Mounties...? I'm from Canada. These guys are wanna be's...


----------



## mountainjah (Jun 21, 2010)

how many times am I going to have to put my beer down to rescue these fools? 

For those that are not from the area, the mounties are volunteer law enforcement assistants- kinda like the old guys that drive around in jeeps with search and rescue plates...When you get too old, too fat or you've always been too damn incompetent to be a soul adventurer, you can always dawn the utility belt, the green shirt and go policin' The local mountme groups are in the middle of an internal split....the new group has decided to add river patrol as part of their services.....priceless!


----------



## pinemnky13 (Jun 4, 2007)

Pigs can swim?


----------



## mountainjah (Jun 21, 2010)

...and one more thought....

Can you imagine these gapers at this year's river parade. First, the cops always get hot and bothered in the paper pre-parade warning all participants about drinking...then they watch as hundreds of us celebrate the rio...if your cool-they're cool....

BUT- can you imagine the new recruits trying to police the parade in their gig bobs while it's flowing over 4000....I wonder why the outfitters think it's a good idea? I know your on the Buzz- let's hear the reason M to W, or Mountain Waters....


----------



## TakemetotheRiver (Oct 4, 2007)

Someone tell him to watch that downstream oar... popped an oar by the island? Really? No wonder they're staying above 9th st. At least the "usual" places below that will still be good to go.


----------



## raymo (Aug 10, 2008)

The river is the last place to make enemies because when shit hits the fan you need all the river friends you can muster up. These Mounties will learn this in a hurry when they fine out how unforgiving the rivers really are. Hopefully they will become part of the river community and have a positive effect. The first time a boater pulls their ass out of the drink they may think twice about what their real objectives are instead of just hassling us.


----------



## Fry (Jun 12, 2010)

O crap don't let the cops in Steamboat see this...


----------



## Canada (Oct 24, 2006)

*Someone needs to buy them a bunch or beret's.*

I think you could also come up with a cool patch for the service they are doing your community!!


----------



## durangloski (May 12, 2009)

The newspaper article says they will patrol from 32nd to 9th street. I guess we'll open the beers below Smelter. Sounds Good to me. 
Now.. the tubers do litter and usually need saving from their own drunkeness about once a week. The problem comes when the Tourista's from Texas mix with the drunk Tubers from Durango.
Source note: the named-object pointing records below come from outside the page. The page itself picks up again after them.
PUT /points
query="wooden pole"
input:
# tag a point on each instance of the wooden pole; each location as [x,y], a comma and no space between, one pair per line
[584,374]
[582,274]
It does not make good business. I really dont think this is going to help at all. In fact, I see more confrontations coming. Going to be entertainment for sure. I am going to sit on the river bank with a beer and watch the topless chics go by..


----------



## TonyM (Apr 17, 2006)

*Cops*

I like the Jet Ski PFD the guy is wearing, really setting a good example.


----------



## Grifgav (Jun 20, 2011)

Those oar-rights are doing him a lot of good turned backwards as well...


----------



## Kendi (May 15, 2009)

hmmm- the title of that picture should be "ill-prepared"......


----------



## mr. compassionate (Jan 13, 2006)

I've never seen an NRS that looks like that-what kind of raft is it?


----------



## Andy H. (Oct 13, 2003)

Oar out of the oarlock, oar rights installed backwards, inappropriate PFD for whitewater and hand placement on the oars like he's recovering from a near mishap on Class I - II water. What kind of boat is that he's trying to row? It says NRS on it but looks like a cross between a Cabela's fisherman's special and a shredder. 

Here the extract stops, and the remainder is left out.